On Fri, Aug 04, 2023 at 02:59:28PM -0400, Lucas Karpinski wrote:
On Fri, Aug 04, 2023 at 12:37:16PM -0400, Johannes Weiner wrote:
On Fri, Aug 04, 2023 at 11:37:33AM -0400, Lucas Karpinski wrote:
The test allocates dcache inside a cgroup, then destroys the cgroups and then checks the sanity of numbers on the parent level. The reason it fails is because dentries are freed with an RCU delay - a debugging sleep shows that usage drops as expected shortly after.
Insert a 1s sleep after completing the cgroup creation/deletions. This should be good enough, assuming that machines running those tests are otherwise not very busy. This commit is directly inspired by Johannes over at the link below.
Link: https://lore.kernel.org/all/20230801135632.1768830-1-hannes@cmpxchg.org/
Signed-off-by: Lucas Karpinski lkarpins@redhat.com
Maybe I'm missing something, but there isn't a limit set anywhere that would cause the dentries to be reclaimed and freed, no?
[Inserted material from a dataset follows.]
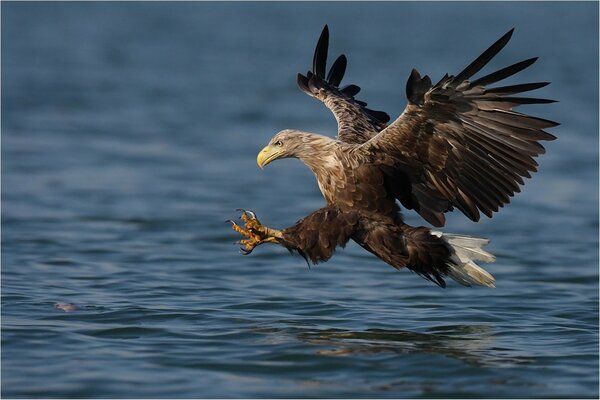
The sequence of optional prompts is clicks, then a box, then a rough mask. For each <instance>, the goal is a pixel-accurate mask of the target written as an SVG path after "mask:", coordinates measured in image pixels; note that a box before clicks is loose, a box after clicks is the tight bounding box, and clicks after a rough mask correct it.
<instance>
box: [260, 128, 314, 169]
mask: <svg viewBox="0 0 600 400" xmlns="http://www.w3.org/2000/svg"><path fill="white" fill-rule="evenodd" d="M302 143H303V140H302V133H301V132H298V131H294V130H292V129H285V130H283V131H281V132H279V133H278V134H276V135H275V136H273V138H272V139H271V140H270V141H269V143H268V144H267V145H266V146H265V147H264V148H263V149H262V150H261V151H260V152H259V153H258V156H256V163H257V164H258V166H259V167H261V168H264V167H265V166H266V165H267V164H268V163H270V162H271V161H274V160H277V159H280V158H289V157H296V158H297V157H298V155H299V154H298V151H299V150H300V148H301V147H302Z"/></svg>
When the subgroups are deleted, the objects are just moved to the parent. The counters inside the parent (which are hierarchical) shouldn't change.
So this seems to be a different scenario than test_kmem_basic. If the test is failing for you, I can't quite see why.
You're right, the parent inherited the counters and it should behave the same whether I'm directly removing the child or if I was moving it under another cgroup. I do see the behaviour you described on my x86_64 setup, but the wrong behaviour on my aarch64 dev. platform. I'll take a closer look, but just wanted to leave an example here of what I see.
Example of slab size pre/post sleep: slab_pre = 18164688, slab_post = 3360000
Thanks, Lucas
Looked into the failures and I do have a proposed solution, just want some feedback first. With how the kernel entry in memory.stat is updated, it takes into account all charged / uncharged pages, it looks like it makes more sense to use that single entry rather than `slab + anon + file + kernel_stack + pagetables + percpu + sock' as it would cover all utilization.
Thanks, Lucas